Running Against the Supreme Court

In the aftermath of the Supreme Court hearings last month on the Affordable Care Act, there was a strong contingent of experts weighing in to suggest that losing this battle might actually give the President something to run on to energize the base.  That is, he could "run against the Court" and promise to appoint the kind of Justices who would never let this kind of thing happen again.  Jared Goldstein had a post yesterday at Balkinization suggesting it won't work:
No president can effectively run against the Court because sustained public attention cannot be captured by a fight between the President and the Court. To generate media coverage, a President needs an opponent who will fight back. Of course, the Court is not in a position to engage in public debate of the sort that is typical in our politics. The Court and its members do not make TV ads. They give infrequent speeches and rarely appear on the Sunday talk shows, Fox News, the Daily Show, and Leno. The Court’s participation in public debate is limited almost entirely to the issuance of infrequent pronouncements in the usually bloodless language of law. This is not the stuff of a political campaign. President Obama could speak out against the Court every day, but it will not generate media coverage and public attention if he is the only one doing the talking.

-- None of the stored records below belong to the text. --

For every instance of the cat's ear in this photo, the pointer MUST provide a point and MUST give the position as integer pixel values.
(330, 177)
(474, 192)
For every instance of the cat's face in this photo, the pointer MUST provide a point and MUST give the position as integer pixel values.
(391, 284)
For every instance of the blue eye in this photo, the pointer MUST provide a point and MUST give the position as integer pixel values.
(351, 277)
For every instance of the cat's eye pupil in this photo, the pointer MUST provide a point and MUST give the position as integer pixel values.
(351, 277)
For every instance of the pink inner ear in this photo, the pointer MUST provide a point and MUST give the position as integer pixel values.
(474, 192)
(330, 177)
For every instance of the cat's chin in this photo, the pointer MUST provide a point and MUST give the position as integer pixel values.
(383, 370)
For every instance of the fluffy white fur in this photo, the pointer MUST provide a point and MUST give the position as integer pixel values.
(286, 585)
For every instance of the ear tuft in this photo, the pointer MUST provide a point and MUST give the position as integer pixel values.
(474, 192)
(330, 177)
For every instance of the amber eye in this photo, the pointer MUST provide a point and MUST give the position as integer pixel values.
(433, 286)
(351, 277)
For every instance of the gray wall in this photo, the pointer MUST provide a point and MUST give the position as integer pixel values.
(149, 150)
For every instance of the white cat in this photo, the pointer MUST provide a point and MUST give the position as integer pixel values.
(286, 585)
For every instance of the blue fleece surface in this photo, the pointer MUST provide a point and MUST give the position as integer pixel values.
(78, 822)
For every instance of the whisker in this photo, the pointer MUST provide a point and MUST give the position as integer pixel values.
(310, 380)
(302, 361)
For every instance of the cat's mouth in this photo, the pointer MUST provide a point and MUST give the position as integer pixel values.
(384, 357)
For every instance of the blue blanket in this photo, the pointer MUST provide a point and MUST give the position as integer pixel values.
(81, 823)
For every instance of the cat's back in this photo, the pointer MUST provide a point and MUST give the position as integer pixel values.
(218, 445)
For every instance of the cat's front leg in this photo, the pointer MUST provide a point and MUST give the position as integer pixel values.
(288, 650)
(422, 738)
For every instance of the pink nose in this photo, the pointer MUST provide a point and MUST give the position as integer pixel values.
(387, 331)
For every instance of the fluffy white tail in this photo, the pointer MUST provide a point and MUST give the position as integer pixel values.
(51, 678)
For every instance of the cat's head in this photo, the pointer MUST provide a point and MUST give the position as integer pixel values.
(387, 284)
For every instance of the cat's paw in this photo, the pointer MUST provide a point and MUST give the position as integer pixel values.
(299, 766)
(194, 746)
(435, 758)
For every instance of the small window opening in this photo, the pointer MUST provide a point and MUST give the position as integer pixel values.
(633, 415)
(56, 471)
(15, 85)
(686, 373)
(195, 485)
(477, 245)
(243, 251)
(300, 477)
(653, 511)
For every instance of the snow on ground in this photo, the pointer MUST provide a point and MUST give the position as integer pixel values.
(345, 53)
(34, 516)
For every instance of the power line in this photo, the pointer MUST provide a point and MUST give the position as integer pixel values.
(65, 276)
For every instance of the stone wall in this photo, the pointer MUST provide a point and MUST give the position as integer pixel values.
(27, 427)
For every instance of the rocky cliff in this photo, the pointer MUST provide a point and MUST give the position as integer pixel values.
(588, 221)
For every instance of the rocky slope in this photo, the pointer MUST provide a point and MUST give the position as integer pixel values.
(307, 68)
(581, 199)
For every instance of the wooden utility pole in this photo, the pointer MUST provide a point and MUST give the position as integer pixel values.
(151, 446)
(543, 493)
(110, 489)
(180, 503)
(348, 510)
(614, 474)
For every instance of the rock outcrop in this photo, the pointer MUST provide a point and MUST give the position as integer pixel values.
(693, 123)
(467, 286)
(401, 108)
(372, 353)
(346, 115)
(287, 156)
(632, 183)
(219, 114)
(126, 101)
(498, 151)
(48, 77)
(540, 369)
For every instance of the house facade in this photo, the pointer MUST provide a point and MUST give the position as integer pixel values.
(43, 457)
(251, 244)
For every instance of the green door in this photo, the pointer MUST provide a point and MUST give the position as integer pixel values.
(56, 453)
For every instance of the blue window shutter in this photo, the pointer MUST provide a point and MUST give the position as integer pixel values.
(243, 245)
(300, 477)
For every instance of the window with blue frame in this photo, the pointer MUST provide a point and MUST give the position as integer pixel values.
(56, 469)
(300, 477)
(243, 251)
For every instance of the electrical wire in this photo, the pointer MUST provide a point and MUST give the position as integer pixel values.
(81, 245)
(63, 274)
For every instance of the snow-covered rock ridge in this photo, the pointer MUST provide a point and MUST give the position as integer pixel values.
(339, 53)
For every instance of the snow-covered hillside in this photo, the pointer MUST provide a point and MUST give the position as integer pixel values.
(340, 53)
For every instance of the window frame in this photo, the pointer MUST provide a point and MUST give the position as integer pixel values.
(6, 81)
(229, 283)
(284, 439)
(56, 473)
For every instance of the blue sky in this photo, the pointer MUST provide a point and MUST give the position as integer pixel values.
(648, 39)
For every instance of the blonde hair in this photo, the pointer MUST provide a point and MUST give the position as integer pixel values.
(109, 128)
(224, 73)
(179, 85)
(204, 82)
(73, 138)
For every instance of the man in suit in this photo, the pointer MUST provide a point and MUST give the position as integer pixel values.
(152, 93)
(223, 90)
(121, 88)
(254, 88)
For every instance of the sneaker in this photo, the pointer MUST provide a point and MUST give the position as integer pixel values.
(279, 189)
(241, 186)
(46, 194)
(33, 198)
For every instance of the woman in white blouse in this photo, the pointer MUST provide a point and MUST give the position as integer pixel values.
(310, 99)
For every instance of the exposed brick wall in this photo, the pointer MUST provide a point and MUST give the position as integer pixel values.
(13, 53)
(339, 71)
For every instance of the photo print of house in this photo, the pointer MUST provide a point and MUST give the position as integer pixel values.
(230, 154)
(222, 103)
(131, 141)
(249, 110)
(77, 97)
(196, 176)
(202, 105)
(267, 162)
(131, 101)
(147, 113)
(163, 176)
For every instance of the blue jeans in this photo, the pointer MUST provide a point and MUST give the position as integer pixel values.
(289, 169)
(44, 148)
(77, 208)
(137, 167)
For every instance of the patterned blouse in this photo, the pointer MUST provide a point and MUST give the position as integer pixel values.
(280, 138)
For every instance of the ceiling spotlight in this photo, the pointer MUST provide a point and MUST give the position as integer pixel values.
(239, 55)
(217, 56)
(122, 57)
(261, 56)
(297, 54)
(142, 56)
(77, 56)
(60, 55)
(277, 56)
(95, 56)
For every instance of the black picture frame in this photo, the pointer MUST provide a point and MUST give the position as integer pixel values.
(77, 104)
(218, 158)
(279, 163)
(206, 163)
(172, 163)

No, the Justices are not going to go on Conan and argue with the President, but that doesn't mean a repeated line of criticism can't be made that effectively will be taken as truth without somebody to refute it.  It may not be the high drama that the news agencies would prefer, but somebody will respond just as others (even if not Bush Administration officials) have responded to the Obama Administration as they blame the Bush Administration for the slowness of the economic recovery.